Quali sono oggi i principali problemi legati al cibo?
In primo luogo il fatto che si è praticata, a livello mondiale, una politica di abbandono dell’agricoltura. Molti stati africani investono solo il 10 per cento del loro budget in agricoltura, quando queste economie sono basate quasi interamente sull’agricoltura. Abbiamo bisogno di un reinvestimento nel settore agricolo, non solo in Africa, ma a livello globale. Il secondo problema è l’impatto che il cambiamento climatico sta avendo sugli agricoltori, creando barriere e ostacoli alla produzione alimentare. Dalla nostra ricerca emerge che quando si crea innovazione per essere resilienti al cambiamento climatico, non servono cambiamenti su larga scala o semi transgenici, ma pratiche locali. Ricerche in Africa dimostrano che promuovere le coltivazioni locali, come fonte di sostentamento e di entrata economica, riduce notevolmente lo spreco di cibo e contribuisce alla mitigazione del cambiamento climatico, meglio di monoculture e semi transgenici, vulnerabili agli effetti di siccità, eventi metereologici e malattie.

Danielle Nieremberg


Che tipo di soluzione propone per la crisi alimentare dei prezzi?
Il nodo centrale è fermare la speculazione sulle commodities agricole. Il cibo non deve essere visto come commodity, cioè come merce di scambio, ma come diritto umano fondamentale. Bisogna fare pressione a livello internazionale perché queste speculazioni vengano impedite. Gli agricoltori devono avere la possibilità di vendere ciò che coltivano nei loro paesi, mentre oggi in molti negozi africani si possono comprare solo prodotti alimentari provenienti dall’estero. è evidente che ci sia un problema. Il decimo capitolo affronta l’argomento di come sfamare le città, sempre più affamate di risorse. Una soluzione semplice che sta dando buoni risultati è l’agricoltura urbana, ovvero destinata all’autoconsumo e alla vendita in città. I vantaggi sono enormi in quanto aumenta la sicurezza alimentare. Faccio un esempio. I prezzi del cibo a Nairobi in questo momento sono astronomici. Nello slum Kibera un gruppo di contadine coltiva il riso grazie a orti verticali (sacchi pieni di terriccio con buchi sui lati). Nel 2008, quando vi sono state delle rivolte a causa delle elezioni e nessun alimento poteva essere trasportato all’interno della città, queste donne avevano comunque il cibo da loro coltivato e hanno potuto così sfamare le proprie famiglie.
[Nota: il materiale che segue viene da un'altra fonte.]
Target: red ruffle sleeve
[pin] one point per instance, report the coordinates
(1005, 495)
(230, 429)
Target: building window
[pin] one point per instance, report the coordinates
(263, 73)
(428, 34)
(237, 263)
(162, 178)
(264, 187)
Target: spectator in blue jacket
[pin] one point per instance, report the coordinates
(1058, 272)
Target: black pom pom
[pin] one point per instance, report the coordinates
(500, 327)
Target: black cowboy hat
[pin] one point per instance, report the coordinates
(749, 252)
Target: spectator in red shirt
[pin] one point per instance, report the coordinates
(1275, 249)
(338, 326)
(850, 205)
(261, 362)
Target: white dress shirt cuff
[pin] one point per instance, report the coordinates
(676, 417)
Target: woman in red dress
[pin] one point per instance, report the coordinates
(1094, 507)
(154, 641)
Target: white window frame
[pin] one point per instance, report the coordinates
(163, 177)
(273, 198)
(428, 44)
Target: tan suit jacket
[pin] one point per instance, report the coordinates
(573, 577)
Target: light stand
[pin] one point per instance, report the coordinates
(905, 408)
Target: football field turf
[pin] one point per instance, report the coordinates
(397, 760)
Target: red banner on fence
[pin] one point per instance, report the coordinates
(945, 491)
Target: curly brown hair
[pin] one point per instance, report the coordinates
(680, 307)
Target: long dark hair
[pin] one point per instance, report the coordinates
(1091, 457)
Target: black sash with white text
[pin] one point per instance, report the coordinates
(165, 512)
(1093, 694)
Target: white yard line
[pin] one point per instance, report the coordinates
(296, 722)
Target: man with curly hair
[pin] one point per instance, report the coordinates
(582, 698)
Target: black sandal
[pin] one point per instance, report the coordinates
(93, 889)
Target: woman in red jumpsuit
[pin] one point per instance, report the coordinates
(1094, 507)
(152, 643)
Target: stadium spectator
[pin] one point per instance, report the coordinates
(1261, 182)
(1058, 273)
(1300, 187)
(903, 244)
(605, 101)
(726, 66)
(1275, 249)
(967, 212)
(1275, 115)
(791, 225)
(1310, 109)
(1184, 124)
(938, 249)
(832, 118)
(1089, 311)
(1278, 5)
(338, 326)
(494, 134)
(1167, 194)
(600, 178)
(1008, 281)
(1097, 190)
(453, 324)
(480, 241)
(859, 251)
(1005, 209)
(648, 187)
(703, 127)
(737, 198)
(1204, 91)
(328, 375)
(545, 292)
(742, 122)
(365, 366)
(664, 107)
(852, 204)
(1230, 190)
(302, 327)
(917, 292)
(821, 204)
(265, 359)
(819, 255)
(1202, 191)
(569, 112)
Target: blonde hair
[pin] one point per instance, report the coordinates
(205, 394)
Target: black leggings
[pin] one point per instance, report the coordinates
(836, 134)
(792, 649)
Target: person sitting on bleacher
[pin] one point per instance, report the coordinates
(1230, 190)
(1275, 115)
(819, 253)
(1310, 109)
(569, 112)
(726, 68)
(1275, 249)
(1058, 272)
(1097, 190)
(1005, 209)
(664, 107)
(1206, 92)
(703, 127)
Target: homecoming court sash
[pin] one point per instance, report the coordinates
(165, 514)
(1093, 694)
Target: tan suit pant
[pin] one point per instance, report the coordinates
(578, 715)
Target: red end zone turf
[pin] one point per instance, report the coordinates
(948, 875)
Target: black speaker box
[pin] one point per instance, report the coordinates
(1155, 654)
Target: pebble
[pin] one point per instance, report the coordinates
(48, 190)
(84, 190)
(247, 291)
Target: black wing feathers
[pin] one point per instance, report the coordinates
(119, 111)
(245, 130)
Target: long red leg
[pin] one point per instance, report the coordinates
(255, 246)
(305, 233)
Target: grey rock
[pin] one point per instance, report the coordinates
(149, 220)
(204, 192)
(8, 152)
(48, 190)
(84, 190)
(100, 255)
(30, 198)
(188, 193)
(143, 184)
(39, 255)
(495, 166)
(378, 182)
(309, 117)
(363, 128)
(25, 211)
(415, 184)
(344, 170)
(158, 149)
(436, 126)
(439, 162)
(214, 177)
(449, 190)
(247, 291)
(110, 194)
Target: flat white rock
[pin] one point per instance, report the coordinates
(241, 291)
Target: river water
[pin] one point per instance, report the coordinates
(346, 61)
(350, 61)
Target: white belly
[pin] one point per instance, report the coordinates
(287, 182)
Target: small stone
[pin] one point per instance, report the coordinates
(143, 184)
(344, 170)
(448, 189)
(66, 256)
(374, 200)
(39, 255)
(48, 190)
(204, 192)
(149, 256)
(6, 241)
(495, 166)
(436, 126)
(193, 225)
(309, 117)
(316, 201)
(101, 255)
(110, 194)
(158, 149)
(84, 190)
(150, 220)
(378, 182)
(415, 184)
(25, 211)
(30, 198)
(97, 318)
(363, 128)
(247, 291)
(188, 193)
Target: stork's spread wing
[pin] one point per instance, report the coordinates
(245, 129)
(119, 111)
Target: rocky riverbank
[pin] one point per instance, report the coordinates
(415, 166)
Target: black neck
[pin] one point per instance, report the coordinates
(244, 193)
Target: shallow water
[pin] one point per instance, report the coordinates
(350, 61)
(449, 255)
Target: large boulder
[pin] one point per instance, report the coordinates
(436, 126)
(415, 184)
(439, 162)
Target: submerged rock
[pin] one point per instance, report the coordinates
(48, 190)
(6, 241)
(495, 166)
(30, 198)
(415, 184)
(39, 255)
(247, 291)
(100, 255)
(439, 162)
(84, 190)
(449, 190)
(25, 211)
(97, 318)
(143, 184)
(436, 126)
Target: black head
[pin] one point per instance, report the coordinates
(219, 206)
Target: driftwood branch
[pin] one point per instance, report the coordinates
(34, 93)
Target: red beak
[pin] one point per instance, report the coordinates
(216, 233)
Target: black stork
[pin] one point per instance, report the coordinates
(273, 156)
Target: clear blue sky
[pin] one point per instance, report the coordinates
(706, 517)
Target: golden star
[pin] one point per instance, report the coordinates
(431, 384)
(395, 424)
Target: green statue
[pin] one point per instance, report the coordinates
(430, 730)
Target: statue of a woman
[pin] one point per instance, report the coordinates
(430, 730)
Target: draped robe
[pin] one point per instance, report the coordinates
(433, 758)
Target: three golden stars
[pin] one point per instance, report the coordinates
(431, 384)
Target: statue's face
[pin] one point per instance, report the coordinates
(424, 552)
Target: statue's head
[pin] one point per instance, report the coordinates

Alcuni esempi di soluzioni riportate come “buone pratiche”?
Nel report si parla molto del ruolo che le innovazioni tecnologiche possono ricoprire per aiutare gli agricoltori nel loro lavoro. Uno di questi è il semplice telefono cellulare, in quanto consente l’accesso a operazioni bancario-finanziarie e la condivisione di informazioni su prezzi/ meteo come di consigli per proteggere i raccolti. Altro esempio è sono le transazioni tramite applicazioni (per telefoni low-cost, ndr), utilizzate in Zambia, un sistema che consente agli agricoltori di registrare lo storico della loro attività lavorativa, in modo tale che possano utilizzare i loro successi sul campo per avere accesso al credito. Infine, una pratica utile è l’incorporazione di alberi nelle coltivazioni, con evidenti molteplici vantaggi. Vi sono quelli che chiamiamo “fertilizer trees” (come l’albero di acacia, ndr), i quali aiutano a diminuire l’erosione del suolo e a fissare l’azoto nel terreno, riducendo in questo modo la dipendenza degli agricoltori dai fertilizzanti chimici. Gli alberi inoltre limitano la deforestazione, possono servire come combustibile e sequestrano la CO2 emessa.

Gli agricoltori hanno la percezione del cambiamento climatico?
Si, assolutamente. Gli agricoltori africani, che non hanno sistemi di produzione molto meccanizzati, sono molto in sintonia con ciò che sta accadendo con il clima. Conoscono i cambiamenti climatici perché li vedono ogni giorno.